L’impression, c’est une histoire de famille chez les Goodson. Faire impression aussi, au vu de la collection incroyable dont a hérité Anna Goodson et qui aurait bien sa place dans un musée. Mais allons-y chronologiquement. 1911, Goodson Printers voit le jour à Montréal, avant d’être rebaptisée Victoria Press en 1923.
Pur Montréalais, Jack Goodson, le fils du fondateur de l’imprimerie, part à la New York University pour y étudier l’impression. Il apprend par la suite le graphisme publicitaire et la gestion d’entreprise, et reprend tout naturellement l’entreprise familiale, la renommant au passage Hotel Printing en 1965.
L’imprimerie se spécialise petit à petit en impression de documents pour les restaurants et l’hôtellerie. Hotel Printing, situé Place de la Savanne sur le boulevard Décarie, est notamment chargé de tout le mandat d’impression pour Expo67: cartes, pamphlets sur les pays distribués dans les pavillons, menus des restos… Jack voyage aussi beaucoup, surtout en Amérique du Nord et dans les Caraïbes, où se situent la plupart de ses clients.
Lors de ses séjours, l’imprimeur visite de nombreux restaurants; il ramène ensuite les menus chez lui, les corrige puis les renvoie aux établissements. Une manie plutôt audacieuse mais qui, si elle agace parfois certains restaurateurs, lui vaut de signer régulièrement de nouveaux contrats. Un jour, dans un grand restaurant français de Chicago, qui avait pourtant fait travailler un universitaire français sur son menu, il relève jusqu’à 21 erreurs…

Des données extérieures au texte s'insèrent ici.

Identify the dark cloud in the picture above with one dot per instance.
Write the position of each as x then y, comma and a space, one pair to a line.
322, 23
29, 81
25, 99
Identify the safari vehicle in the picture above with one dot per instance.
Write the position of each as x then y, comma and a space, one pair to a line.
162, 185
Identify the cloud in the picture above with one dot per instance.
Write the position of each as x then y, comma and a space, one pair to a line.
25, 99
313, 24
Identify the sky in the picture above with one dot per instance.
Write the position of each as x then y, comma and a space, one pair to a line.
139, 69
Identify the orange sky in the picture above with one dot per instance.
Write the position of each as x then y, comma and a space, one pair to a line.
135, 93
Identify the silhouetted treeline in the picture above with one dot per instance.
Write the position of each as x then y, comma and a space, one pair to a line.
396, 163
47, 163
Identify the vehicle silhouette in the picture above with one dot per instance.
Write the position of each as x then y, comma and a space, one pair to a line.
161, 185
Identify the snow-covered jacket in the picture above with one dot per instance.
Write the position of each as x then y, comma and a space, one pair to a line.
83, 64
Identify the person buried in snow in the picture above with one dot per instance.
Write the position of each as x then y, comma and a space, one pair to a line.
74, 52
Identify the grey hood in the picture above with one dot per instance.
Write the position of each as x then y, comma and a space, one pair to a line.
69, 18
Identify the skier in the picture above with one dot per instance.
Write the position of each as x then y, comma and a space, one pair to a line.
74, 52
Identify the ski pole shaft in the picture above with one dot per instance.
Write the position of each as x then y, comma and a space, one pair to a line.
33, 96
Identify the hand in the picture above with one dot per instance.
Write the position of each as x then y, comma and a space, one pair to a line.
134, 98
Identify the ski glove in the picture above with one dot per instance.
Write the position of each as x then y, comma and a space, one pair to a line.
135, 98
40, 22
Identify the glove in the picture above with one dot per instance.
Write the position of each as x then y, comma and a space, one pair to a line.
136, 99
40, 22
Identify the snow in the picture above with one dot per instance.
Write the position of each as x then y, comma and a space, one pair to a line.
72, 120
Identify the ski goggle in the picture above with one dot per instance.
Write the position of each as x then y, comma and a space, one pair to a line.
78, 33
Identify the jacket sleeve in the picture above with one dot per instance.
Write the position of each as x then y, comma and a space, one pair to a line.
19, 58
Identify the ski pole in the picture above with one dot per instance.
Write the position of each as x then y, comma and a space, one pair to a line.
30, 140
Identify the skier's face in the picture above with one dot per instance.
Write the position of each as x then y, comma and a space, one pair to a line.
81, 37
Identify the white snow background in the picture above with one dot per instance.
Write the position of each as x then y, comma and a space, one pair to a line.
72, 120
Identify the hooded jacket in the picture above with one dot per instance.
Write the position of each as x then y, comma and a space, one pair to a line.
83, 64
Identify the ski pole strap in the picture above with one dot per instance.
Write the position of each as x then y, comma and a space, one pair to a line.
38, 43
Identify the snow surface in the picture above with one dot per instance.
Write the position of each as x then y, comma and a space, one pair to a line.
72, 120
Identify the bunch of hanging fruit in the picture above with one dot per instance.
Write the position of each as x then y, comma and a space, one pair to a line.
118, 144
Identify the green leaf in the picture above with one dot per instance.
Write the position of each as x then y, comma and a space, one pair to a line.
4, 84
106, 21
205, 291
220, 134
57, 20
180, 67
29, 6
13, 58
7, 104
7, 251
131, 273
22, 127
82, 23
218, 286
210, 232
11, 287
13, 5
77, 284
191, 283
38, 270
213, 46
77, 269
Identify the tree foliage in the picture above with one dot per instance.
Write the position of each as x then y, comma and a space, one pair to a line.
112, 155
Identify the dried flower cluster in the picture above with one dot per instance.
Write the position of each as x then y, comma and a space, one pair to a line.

Toast au Reich et carte de cigares
Jack a la (bonne) habitude de tout garder – même les épreuves qu’on lui spécifie de jeter après corrections. On peut ainsi découvrir dans la dizaine de boîtes conservées par sa fille des menus datant du début du XXe siècle – le plus ancien remonte à 1913. En 70 ans, l’imprimerie avait créé plus d’un million de menus.
Parmi ses clients, on compte le Chateau Champlain Hotel, le restaurant de la Tour CN à Toronto ou encore de nombreux hôtels Hilton et Hyatt aux États-Unis. Du côté des Montréalais, le Queen Elisabeth, le Ritz Carlton, mais aussi d’autres adresses disparues aujourd’hui, comme le Ruby Foo, Miss Montreal, Dagwood, Sambo, Leone, le Thorncliffe, le Continental… Cette collection de menus conservés est un véritable morceau de l’histoire de la restauration montréalaise du XXe siècle.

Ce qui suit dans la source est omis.